A votare per Torrisi ci sono stati senz’altro i voti di Forza Italia (4), quelli del M5S (3), della Lega Nord (1), 2 voti del Misto (Si e Bruni ex Cor). Si aggiungono quelli Mdp (2), di Gal (2). Fanno 14. Poi si entra nel campo delle ipotesi: i restanti due voti che mancano all’appello possono essere quelli dello stesso Torrisi e l’altro di un esponente del gruppo Misto incerto fino all’ultimo momento. Ma anche di qualche franco tiratore del Pd, si vocifera in Transatlantico. Ma si tratta di voci così forti da costringere lo stesso Zanda a scendere in campo a denunciare manovre politiche sempre più volgari e ipocrite a cui si sono aggiunti, lo dicono i numeri, pezzi della maggioranza, ma certamente non del Pd.

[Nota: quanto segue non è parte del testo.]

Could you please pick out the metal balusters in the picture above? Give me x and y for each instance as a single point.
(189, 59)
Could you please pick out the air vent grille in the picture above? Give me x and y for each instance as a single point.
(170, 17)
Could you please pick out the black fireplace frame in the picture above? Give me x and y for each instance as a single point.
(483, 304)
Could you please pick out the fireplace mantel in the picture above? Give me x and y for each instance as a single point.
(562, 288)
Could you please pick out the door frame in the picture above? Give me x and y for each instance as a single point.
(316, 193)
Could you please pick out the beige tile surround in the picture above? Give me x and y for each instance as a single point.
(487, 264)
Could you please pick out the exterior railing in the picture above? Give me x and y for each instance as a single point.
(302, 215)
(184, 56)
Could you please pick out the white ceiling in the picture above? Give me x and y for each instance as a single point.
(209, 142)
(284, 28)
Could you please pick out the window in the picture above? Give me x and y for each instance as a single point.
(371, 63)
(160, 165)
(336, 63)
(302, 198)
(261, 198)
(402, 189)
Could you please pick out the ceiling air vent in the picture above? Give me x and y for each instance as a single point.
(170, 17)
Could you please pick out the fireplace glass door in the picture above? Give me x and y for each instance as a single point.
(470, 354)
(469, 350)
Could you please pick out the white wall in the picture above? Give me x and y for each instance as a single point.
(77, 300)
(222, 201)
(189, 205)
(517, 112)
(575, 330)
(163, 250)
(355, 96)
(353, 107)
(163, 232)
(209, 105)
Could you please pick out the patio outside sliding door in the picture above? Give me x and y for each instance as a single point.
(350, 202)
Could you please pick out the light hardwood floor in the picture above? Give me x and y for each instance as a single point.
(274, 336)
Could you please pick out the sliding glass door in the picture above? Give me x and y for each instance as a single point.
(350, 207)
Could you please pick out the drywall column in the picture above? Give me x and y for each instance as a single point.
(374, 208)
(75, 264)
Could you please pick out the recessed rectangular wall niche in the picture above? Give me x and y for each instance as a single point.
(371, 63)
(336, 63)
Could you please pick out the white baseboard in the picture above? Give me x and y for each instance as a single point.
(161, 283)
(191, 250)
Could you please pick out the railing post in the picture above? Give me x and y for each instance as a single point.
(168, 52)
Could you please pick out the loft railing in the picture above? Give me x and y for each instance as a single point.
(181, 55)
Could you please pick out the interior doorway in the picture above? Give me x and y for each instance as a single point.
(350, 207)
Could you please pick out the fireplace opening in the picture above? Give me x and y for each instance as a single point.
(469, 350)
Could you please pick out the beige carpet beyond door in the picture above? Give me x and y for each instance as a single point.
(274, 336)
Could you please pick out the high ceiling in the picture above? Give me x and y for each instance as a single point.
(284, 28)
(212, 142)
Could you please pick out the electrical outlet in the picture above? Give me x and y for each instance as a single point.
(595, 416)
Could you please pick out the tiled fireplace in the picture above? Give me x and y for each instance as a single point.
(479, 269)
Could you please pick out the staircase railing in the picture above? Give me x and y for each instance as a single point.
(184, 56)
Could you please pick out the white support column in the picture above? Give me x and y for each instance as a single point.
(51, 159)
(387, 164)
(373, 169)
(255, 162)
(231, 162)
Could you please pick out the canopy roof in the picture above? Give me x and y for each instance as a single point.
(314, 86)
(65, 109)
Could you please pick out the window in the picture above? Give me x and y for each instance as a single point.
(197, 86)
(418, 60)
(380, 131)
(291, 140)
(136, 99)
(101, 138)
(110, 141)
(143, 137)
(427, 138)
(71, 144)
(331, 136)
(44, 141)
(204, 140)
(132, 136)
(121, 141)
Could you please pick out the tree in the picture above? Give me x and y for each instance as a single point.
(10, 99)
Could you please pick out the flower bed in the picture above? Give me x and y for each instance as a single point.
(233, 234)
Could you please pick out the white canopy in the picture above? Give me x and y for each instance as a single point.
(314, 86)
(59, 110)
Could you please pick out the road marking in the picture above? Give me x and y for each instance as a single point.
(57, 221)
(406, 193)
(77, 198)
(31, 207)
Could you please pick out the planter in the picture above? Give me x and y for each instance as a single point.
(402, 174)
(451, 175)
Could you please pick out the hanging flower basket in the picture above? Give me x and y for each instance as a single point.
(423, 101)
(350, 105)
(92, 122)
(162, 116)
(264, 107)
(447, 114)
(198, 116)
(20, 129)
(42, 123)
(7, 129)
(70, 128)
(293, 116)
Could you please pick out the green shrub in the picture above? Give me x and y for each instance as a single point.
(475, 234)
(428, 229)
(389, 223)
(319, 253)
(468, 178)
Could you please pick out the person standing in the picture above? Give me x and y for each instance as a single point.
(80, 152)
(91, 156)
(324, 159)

Sul fronte della maggioranza a sostenere sulla carta la candidatura di Pagliari ci dovevano essere 8 voti del Pd, 2 di Ap (compreso quello dello stesso Torrisi), 2 di Autonomie, il voto di Manuela Repetti del Misto e quello di un’altro esponente del Misto. In totale 14 voti. Ad arrivare agli 11 realmente ottenuti da Pagliari ne mancano 3. Ecco che le indiscrezioni parlano di un voto, se non addirittura due voti in meno nel gruppo delle Autonomie.
Ci possono essere naturalmente compensazioni incrociate, mentre il computo ex post lascia il tempo che trova. Resta il dato politico, che ha immediatamente scatenato una reazione a catena molto più ampia della commissione, ma che potrebbe coinvolgere anche la maggioranza.

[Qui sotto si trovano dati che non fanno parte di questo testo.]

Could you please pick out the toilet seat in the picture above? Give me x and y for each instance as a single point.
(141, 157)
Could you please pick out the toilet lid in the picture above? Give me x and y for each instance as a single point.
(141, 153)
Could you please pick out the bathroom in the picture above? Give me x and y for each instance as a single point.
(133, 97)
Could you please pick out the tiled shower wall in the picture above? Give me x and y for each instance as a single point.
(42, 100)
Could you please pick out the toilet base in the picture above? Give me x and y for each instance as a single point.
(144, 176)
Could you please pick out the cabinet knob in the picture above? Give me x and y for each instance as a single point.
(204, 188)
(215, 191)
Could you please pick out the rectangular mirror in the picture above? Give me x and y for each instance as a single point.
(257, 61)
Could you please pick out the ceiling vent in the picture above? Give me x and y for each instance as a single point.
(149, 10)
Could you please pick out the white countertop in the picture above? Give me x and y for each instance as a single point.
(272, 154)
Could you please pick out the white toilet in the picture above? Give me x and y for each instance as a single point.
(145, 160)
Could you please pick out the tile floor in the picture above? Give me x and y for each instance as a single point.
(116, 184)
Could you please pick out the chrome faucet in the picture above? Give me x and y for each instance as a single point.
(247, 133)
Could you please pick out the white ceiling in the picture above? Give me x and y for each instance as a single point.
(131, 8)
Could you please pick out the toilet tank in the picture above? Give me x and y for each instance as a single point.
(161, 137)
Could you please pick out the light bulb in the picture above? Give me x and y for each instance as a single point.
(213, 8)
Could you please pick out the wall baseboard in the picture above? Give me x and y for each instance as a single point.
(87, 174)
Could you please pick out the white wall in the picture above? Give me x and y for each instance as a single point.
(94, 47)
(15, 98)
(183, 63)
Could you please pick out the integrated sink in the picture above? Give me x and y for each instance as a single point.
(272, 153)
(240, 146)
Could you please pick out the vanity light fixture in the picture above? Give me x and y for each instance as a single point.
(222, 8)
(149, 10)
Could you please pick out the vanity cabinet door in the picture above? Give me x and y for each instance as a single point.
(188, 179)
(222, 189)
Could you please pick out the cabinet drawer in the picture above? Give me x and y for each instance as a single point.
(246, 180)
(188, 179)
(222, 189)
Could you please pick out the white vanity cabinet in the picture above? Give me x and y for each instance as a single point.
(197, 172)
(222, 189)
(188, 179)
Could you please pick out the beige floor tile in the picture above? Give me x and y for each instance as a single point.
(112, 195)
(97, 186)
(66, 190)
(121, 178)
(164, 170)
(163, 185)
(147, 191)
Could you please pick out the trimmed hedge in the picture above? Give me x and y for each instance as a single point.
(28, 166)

La reazione di Matteo Renzi e dei parlamentari a lui vicini è immediata e furente: ‘E’ un patto della conservazione tra M5s e FI, Mdp e Ap per non cambiare la legge elettorale’, accusano. E a stretto giro i vertici Dem chiedono un incontro al premier Paolo Gentiloni e al presidente Sergio Mattarella per un chiarimento politico.

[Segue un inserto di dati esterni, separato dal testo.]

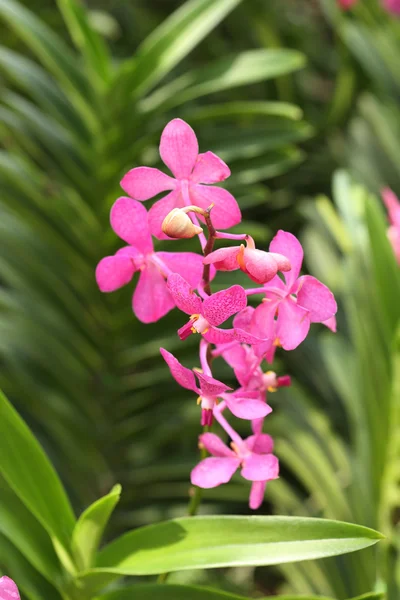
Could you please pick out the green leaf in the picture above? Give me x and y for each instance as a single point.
(209, 542)
(90, 527)
(172, 41)
(30, 474)
(85, 37)
(241, 69)
(155, 591)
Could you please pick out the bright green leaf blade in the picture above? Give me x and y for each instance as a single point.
(85, 37)
(241, 69)
(30, 474)
(208, 542)
(90, 527)
(171, 592)
(172, 41)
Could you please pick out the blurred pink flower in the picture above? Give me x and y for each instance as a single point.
(253, 455)
(392, 6)
(151, 299)
(297, 302)
(206, 314)
(210, 389)
(179, 151)
(260, 266)
(8, 589)
(346, 4)
(393, 208)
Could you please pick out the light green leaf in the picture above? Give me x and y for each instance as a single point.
(90, 527)
(209, 542)
(30, 474)
(172, 41)
(241, 69)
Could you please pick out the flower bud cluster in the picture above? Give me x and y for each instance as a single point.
(287, 302)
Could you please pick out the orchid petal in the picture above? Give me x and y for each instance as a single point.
(114, 272)
(287, 244)
(212, 472)
(223, 259)
(160, 210)
(330, 324)
(225, 212)
(214, 445)
(181, 374)
(209, 168)
(151, 299)
(222, 305)
(184, 298)
(8, 589)
(245, 408)
(260, 444)
(179, 148)
(260, 467)
(143, 183)
(129, 220)
(187, 264)
(257, 494)
(315, 297)
(293, 324)
(210, 386)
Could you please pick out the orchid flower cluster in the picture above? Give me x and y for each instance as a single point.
(391, 6)
(287, 302)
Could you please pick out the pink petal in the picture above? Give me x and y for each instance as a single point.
(260, 444)
(187, 264)
(257, 494)
(184, 298)
(315, 297)
(210, 386)
(223, 259)
(181, 374)
(143, 183)
(226, 211)
(160, 210)
(151, 299)
(179, 148)
(245, 408)
(209, 168)
(392, 6)
(262, 266)
(222, 305)
(287, 244)
(129, 220)
(113, 272)
(214, 445)
(244, 318)
(330, 324)
(293, 324)
(260, 467)
(8, 589)
(211, 472)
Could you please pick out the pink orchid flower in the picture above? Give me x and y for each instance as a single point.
(253, 455)
(393, 208)
(210, 390)
(8, 589)
(151, 299)
(179, 151)
(347, 4)
(206, 314)
(260, 266)
(297, 301)
(392, 6)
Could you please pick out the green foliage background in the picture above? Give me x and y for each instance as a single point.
(302, 101)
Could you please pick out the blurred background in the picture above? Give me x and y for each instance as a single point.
(301, 99)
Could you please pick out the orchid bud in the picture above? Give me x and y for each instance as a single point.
(177, 224)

E anche Andrea Orlando osserva che l’episodio può portare al voto anticipato. In serata, dopo un colloquio con Gentiloni, Angelino Alfano chiede a Torrisi di dimettersi per permettere l’elezione del candidato Pd. Poi il premier vede i vertici Dem e garantisce il suo impegno per la coesione della maggioranza. Ma la tensione è alle stelle, anche tra i Dem.
Dopo il referendum, ragionano i renziani, la legislatura si è sfilacciata, come dimostrano gli screzi con alfaniani e bersaniani, dal Def ai voucher, alla legge elettorale. A questo punto tra gli uomini vicini all’ex premier cresce la tentazione di sfidare i Cinque stelle per votare insieme in tempi brevi il Legalicum (cioè l’Italicum corretto, senza i capilista bloccati). A quel punto ci sarebbero le condizioni per chiudere la legislatura e andare al voto.
Per i Dem il voto ha un senso politico: dimostra che non c’è volontà di cambiare la legge elettorale, si vuole il proporzionale. ‘Si è superato il limite’, dice Luigi Zanda, nel mirino dei renziani per non aver saputo gestire la vicenda. A Gentiloni e Mattarella il Pd chiede un confronto e in serata Guerini e Orfini vanno a Palazzo Chigi. Tra premier e capo dello Stato nel pomeriggio ci sarebbero stati contatti ma al Quirinale reputano la richiesta di esser ricevuti irrituale.
Nel Pd è scontro. I sostenitori di Emiliano e di Orlando attaccano i renziani: ‘Il Pd rischia di diventare fattore di instabilità’, dice Gianni Cuperlo. E fa discutere una frase di Renzi in un’intervista a Panorama, che lascia intendere che lascerebbe la politica in caso di sconfitta alle elezioni. E’ ‘personalizzazione’? Il settimanale e l’ex premier: ‘Ho detto che sarei tornato alla politica solo con i voti. Non mollo e non mollerò mai’.